The great advantage of a sitemap (for SEO purposes) comes from its ability to reduce the number of links that must be followed in order to reach all pages on a site.
Sitemaps have a remarkable capability to garner the attention of search engine spiders and crawlers – making for much faster indexing, and thus, faster rankings.
The boost provided by sitemaps hasn’t been measured in full, but many SEOs suspect that bots may have an innate ability and preference for spidering sitemaps. Several rules control the construction and maintenance of sitemaps to achieve optimal benefits:
- Make sure your sitemap is linked to every page on the site (this ensures even distribution and increases the frequency of spidering.
- Don’t have more than 200 links on a sitemap page. On Google’s ancient recommendations page, this number is 100, but reports from around the SEO community indicate there is no detriment to having up to 200 links on the page.
- Try to refrain from external linking on the sitemap page.

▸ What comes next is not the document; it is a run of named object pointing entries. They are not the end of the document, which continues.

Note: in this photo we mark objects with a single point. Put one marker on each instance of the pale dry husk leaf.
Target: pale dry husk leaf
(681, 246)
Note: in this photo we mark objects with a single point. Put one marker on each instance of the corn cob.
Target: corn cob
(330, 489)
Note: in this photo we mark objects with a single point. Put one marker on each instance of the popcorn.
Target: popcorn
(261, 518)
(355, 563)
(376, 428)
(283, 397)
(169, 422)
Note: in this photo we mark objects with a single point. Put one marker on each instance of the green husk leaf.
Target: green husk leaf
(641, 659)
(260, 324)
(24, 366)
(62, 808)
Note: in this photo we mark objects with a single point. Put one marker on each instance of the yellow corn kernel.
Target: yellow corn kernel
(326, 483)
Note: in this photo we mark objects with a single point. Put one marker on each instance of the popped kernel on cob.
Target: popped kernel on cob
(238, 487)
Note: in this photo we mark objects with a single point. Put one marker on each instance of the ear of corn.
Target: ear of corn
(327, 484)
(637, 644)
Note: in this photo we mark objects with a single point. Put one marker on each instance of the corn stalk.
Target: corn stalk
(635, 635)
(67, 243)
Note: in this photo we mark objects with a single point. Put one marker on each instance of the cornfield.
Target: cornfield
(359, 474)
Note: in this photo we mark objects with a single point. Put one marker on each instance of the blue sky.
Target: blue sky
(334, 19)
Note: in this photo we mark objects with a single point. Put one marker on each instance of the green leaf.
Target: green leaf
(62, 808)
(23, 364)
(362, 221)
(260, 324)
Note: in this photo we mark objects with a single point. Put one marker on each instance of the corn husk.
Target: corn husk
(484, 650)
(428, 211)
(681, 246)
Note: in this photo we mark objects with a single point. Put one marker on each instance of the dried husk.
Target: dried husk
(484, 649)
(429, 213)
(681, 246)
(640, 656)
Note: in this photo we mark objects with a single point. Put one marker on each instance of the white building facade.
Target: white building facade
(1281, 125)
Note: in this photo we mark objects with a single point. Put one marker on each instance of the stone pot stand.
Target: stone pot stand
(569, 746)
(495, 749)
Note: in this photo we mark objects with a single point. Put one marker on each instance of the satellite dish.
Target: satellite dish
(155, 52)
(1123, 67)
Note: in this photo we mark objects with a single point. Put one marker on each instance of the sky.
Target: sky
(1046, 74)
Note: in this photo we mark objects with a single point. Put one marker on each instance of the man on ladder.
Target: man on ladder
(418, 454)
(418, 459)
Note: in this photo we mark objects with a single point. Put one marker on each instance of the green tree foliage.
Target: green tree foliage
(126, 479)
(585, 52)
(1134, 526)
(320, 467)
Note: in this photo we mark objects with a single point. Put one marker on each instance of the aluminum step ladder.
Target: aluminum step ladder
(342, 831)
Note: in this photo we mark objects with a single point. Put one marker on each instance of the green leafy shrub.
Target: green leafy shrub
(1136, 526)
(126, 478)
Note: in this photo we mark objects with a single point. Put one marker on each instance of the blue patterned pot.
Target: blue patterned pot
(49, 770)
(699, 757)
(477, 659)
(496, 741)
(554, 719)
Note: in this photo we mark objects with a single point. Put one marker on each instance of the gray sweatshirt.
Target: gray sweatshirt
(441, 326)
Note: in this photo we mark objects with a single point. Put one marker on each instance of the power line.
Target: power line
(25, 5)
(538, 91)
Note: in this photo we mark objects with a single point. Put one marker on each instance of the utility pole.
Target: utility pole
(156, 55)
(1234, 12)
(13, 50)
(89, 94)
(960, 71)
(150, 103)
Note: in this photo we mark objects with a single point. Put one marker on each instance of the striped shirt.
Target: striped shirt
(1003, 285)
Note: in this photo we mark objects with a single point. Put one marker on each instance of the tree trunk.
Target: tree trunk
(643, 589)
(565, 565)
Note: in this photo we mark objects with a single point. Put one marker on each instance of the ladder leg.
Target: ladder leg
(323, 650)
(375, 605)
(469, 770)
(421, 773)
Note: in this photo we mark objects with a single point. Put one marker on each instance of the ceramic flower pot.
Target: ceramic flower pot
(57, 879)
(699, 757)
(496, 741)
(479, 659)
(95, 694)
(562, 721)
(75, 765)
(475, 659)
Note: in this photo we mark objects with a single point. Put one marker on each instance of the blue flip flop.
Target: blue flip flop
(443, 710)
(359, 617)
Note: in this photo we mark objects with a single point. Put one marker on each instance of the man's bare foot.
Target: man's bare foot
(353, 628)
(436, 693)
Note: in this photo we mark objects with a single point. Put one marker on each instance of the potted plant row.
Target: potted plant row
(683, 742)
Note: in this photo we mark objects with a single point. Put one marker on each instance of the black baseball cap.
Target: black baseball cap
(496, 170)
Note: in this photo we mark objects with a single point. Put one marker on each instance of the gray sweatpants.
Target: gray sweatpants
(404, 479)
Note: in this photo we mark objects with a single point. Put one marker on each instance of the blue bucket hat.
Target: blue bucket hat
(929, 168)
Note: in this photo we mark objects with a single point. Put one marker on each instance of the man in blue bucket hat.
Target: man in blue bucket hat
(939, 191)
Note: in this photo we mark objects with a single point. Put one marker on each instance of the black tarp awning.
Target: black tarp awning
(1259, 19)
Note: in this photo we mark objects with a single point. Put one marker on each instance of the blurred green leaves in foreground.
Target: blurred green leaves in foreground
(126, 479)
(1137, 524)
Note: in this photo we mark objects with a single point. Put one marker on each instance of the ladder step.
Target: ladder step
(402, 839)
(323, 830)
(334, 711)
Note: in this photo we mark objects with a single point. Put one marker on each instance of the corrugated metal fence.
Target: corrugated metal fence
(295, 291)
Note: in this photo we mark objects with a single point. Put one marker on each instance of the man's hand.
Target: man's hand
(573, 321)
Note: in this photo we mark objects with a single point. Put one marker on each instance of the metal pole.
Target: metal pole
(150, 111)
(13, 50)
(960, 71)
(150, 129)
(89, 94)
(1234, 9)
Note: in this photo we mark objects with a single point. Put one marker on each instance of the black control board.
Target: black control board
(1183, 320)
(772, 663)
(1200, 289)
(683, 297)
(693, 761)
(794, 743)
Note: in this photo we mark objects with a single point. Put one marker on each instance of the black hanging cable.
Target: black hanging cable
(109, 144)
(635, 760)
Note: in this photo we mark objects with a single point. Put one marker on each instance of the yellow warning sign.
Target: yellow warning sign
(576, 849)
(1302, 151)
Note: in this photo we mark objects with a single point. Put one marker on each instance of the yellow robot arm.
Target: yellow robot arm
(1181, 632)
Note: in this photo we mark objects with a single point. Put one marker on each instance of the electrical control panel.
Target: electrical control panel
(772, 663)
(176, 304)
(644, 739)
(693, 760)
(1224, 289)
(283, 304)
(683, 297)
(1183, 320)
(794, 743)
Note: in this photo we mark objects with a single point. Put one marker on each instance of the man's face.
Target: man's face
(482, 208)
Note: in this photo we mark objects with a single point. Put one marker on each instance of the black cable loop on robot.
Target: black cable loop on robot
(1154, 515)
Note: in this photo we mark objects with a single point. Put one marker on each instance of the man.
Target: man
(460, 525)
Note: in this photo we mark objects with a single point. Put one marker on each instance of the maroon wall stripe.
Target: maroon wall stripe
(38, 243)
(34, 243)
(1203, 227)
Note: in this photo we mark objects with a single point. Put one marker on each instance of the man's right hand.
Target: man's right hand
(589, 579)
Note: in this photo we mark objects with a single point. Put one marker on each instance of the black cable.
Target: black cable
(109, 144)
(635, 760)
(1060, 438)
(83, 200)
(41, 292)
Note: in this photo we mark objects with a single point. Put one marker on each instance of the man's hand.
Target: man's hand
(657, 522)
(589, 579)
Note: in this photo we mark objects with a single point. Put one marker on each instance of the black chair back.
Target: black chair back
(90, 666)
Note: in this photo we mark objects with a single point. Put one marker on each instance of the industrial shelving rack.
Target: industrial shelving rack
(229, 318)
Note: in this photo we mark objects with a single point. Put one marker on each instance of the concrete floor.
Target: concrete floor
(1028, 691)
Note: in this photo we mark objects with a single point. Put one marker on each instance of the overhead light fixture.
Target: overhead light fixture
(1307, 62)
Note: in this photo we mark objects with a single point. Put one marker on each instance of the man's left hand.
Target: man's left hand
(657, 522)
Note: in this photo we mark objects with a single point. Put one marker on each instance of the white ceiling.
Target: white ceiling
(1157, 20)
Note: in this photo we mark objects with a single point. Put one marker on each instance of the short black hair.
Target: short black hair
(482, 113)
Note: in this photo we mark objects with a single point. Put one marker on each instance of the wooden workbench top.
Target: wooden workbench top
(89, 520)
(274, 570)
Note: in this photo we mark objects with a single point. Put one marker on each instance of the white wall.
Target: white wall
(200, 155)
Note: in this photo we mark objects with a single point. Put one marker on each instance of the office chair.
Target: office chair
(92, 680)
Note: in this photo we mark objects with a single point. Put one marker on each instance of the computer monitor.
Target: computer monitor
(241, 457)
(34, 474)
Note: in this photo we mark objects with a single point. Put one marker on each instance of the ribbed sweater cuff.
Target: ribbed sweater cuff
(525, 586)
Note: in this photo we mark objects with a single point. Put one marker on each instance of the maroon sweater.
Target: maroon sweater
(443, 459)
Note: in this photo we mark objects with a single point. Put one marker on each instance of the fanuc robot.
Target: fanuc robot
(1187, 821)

For both users and spiders, the sitemap has an established purpose as the index of your website’s own pages. Externally linking is a detractor.
Which pages to exclude in your sitemap?
You need to exclude certain pages from your sitemap by default. These pages have been listed below.
- Non-canonical pages
- Duplicate pages
- Paginated pages
- Parameterized URLs
- Site search result pages
- URLs created by filtering options
- Archive pages
- Any redirections (3xx), missing pages (4xx) or server error pages (5xx)
- Pages blocked by robots.txt
- Pages with no-index
- Pages accessible by a lead gen form (PDFs, etc.)
- Utility pages (login page, wishlist/cart pages, etc.)